Mais quand on soutient « qu’un événement libre ne saurait être prévu », note Leibniz, ce qu’on entend par « liberté » ne peut pas se réduire à l’absence de contrainte et à l’absence de nécessité. Un acte que personne ne me force à accomplir, un acte qui ne m’est pas prescrit par l’impossibilité de faire autrement, peut quand même être prévisible si j’ai de bonnes raisons de le choisir, de le préférer à n’importe quel autre. Cet acte sera prévu à coup sûr par Dieu, l’être qui connaît les raisons de tout, l’être qui perce le secret des motivations. Pour soutenir, comme le fait Bayle, que la liberté est incompatible avec la prévision, il faut donc concevoir une « liberté » différente de celle qui rend coupable l’auteur d’un péché, une liberté qui ne soit pas seulement absence de contrainte et de nécessité, mais en outre absence de « détermination », absence de motivation à agir dans un sens plutôt que dans l’autre, une liberté consistant dans « l’indifférence pleine et d’équilibre ». Et certes, s’il fallait, pour qu’un acte soit libre, que son auteur ne soit pas plus déterminé à le commettre qu’à ne pas le commettre, s’il fallait qu’il puisse indifféremment faire l’un ou l’autre, s’il fallait que les deux options se présentent à lui en parfait équilibre, alors, effectivement, la liberté impliquerait l’imprévisibilité. L’être humain serait alors d’autant plus libre qu’il agirait gratuitement, irrationnellement : il suffit, une nouvelle fois, d’envisager cette conséquence pour que l’hypothèse soit disqualifiée.

Le « dilemme » de Bayle oppose donc une proposition qui implique l’indifférence d’équilibre à une proposition qui ne l’implique pas. Pour Leibniz, cela signifie tout simplement que la seconde proposition est vraie alors que la première est fausse. Que le défaut de liberté empêche l’homme d’être coupable, cela est vrai ; qu’un acte libre ne puisse être prévu, cela est faux : quiconque le soutient « confond » la liberté avec quelque chose qui n’est pas la liberté. Opposant une proposition vraie à une proposition fausse, le dilemme n’est manifestement « pas bien pris », ce qui rend totalement trompeur l’argument « de Charybde en Scylla » : nous ne serions réellement condamnés au naufrage que si nous nous heurtions à deux vérités antagonistes. Or les vérités ne sont pas, ne peuvent pas être antagonistes : il ne peut pas y avoir de véritable conflit entre la prévision du péché d’Adam et sa juste punition. La critique du prétendu dilemme dans la première partie du texte doit par conséquent être suivie d’une contrepartie positive, d’une sorte de contre-épreuve : puisque la responsabilité du faux dilemme incombe à la confusion entre « liberté » et « indétermination » ou « indifférence », c’est en prenant le contre-pied exact de ces notions erronées, en identifiant la liberté à la « détermination certaine », que nous rendrons compréhensibles à la fois la prévision du péché d’Adam et sa punition. Nous aurons ainsi prouvé, contre Bayle, « qu’il y a un passage large entre les écueils ». Tel est le programme réalisé dans la seconde partie du texte.

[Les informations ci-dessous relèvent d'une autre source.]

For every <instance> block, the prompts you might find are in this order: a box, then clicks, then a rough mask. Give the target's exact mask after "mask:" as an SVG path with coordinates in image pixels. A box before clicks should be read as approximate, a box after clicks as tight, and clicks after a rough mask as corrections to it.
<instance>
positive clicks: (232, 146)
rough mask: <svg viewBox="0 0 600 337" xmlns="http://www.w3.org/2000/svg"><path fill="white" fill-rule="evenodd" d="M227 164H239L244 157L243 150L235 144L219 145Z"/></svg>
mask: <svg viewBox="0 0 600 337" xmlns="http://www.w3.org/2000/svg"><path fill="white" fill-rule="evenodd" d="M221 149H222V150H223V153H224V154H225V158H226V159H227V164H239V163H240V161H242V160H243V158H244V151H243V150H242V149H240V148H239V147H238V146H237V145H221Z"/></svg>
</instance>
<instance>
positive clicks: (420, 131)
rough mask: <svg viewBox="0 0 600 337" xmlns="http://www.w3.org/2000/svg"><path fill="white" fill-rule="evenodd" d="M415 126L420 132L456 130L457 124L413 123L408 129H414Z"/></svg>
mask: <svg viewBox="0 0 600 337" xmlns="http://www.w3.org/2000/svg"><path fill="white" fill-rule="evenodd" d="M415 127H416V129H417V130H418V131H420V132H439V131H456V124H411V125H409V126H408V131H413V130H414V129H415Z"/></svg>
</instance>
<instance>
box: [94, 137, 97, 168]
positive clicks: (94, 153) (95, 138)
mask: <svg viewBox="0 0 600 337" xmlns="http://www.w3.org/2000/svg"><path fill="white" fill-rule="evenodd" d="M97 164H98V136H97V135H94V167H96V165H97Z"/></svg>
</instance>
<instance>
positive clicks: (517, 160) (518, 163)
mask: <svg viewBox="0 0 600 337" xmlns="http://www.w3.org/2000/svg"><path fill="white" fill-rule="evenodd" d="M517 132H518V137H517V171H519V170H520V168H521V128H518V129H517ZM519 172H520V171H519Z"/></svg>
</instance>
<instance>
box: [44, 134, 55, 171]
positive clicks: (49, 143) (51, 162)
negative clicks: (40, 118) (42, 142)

Le mouvement de cette seconde partie est semblable à celui de la première : Leibniz traite d’abord de la prévision, puis de la punition. Sur le premier point, le problème qui se pose à lui n’est pas d’accorder l’idée d’une détermination certaine d’Adam à pécher et l’idée que Dieu a prévu qu’Adam pécherait : l’accord entre les deux idées est évident. Le problème de Leibniz est plutôt d’accorder l’idée de la détermination certaine d’Adam à pécher et l’idée qu’Adam « a péché librement ». Il doit pour cela montrer que la détermination certaine ne viole aucune des deux exigences propres au concept de liberté : l’absence de contrainte, autrement dit la spontanéité, et l’absence de nécessité, autrement dit la contingence. Les premières lignes de la seconde partie établissent sans difficulté la compatibilité entre détermination certaine et spontanéité. La détermination à pécher, écrit Leibniz, était contenue dans la notion même d’Adam, elle était présente « dans l’état d’Adam possible » : ayant « vu » Adam péchant, Dieu n’a fait que permettre que cet état possible devienne « actuel ». En même temps qu’elle rejette toute idée de contrainte, cette phrase innocente Dieu de la manœuvre perverse qui consisterait à provoquer le péché pour le punir ensuite : la prévision d’une action coupable ne rend pas Dieu coupable de cette action.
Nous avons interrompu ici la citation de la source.